The guards seemed to have gotten tired of waiting. They were grabbing the empaths, who were utterly without defense, limp and unresisting as the guards forced them into the van.

Alex and Cora exchanged a look. “Thrall or investigate?” Alex whispered.

“Investigate,” Cora said decisively. “This isn’t the head of the snake, but maybe they’ll lead us there. Come on; I have an idea.”

She ducked out from behind the trees. “Hi, guards!” Cora called brightly as Alex scrambled after her.

All of the guards turned as one to stare at them. “Where the fuck did you come from?” said the big guard with the gun.

“Oh, we got loose last night,” Cora said, still bright. “We were going to run away, but then we realized that your boss might get mad at you, so obviously we had to come back.”

“What she said.” Alex matched her tone with a sugary-sweet one of his own. “We sure don’t want you to get in trouble,” he added, all big eyes and innocence and of course, lies. “We wouldn’t ever be able to stand someone else getting hurt.”

“Empaths. Jesus Christ,” one of the guards muttered.

The biggest one gestured with his gun. “Get the fuck over here,” he snapped. “And get in the fucking van with the others.”

“Yes, sir,” Alex and Cora said together, and climbed inside.

Chapter Twenty-Seven

Whether Hades’s guardian was a monster or a protector depends on your point of view. Either way, don’t start a fight with the darkness unless you’re ready for Cerberus.

—A.G., untitled blog

Private Dane had done a lot of sketchy assignments in his life, but guarding some weird-ass secret laboratory two thirds of the way up a mountain, on countless private forested acres hours away from the nearest town, had to top the list.

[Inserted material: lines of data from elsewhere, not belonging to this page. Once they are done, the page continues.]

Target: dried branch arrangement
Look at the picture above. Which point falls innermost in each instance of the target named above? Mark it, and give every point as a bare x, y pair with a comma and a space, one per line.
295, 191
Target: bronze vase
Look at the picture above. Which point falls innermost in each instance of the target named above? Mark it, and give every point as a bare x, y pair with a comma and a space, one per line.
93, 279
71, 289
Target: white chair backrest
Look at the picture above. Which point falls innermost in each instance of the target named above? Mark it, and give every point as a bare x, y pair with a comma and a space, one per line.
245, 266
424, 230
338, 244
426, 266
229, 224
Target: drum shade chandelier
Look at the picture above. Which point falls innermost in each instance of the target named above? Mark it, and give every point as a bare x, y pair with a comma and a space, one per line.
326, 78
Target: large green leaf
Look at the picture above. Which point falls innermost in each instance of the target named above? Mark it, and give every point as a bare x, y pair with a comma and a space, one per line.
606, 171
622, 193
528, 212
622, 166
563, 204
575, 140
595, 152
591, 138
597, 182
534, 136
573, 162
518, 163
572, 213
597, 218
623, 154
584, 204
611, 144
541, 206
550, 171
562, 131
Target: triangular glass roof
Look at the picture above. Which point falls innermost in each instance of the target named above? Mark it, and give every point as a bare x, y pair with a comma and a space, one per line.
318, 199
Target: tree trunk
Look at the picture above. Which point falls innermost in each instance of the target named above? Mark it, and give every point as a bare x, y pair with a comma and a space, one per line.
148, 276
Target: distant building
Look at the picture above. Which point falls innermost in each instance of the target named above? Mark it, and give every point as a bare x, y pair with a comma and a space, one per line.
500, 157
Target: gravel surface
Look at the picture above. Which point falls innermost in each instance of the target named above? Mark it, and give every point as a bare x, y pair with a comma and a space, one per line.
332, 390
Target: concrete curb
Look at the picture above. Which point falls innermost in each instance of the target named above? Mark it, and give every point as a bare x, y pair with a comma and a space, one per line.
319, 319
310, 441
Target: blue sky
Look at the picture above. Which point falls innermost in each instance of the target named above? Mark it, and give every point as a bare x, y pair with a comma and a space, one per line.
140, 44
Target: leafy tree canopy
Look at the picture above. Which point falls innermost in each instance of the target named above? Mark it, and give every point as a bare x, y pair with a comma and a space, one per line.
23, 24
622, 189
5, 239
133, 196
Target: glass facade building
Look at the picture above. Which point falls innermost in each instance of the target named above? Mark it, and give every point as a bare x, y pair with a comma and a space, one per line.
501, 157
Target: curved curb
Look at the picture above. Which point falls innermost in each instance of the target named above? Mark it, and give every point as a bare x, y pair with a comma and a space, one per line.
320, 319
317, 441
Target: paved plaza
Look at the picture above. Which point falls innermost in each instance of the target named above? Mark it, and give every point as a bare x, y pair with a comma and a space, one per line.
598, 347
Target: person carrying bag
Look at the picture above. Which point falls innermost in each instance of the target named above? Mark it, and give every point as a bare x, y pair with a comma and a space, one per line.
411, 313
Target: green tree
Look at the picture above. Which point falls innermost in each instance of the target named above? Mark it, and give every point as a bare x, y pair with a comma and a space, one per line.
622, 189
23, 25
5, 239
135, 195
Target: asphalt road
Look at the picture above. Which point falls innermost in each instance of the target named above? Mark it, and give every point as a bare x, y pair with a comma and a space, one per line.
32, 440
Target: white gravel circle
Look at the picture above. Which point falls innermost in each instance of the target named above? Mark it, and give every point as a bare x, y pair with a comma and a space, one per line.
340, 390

“I’m freezing my nuts off.” Croft, Dane’s squad mate, wasn’t hiding his annoyance as they continued their patrol around the perimeter of the building, which looked short and squat from the outside, its low profile set into the mountainside with most of the floors underground. “Snow’s fucking burying us now.”

Dane grunted. They weren’t supposed to talk on the watch.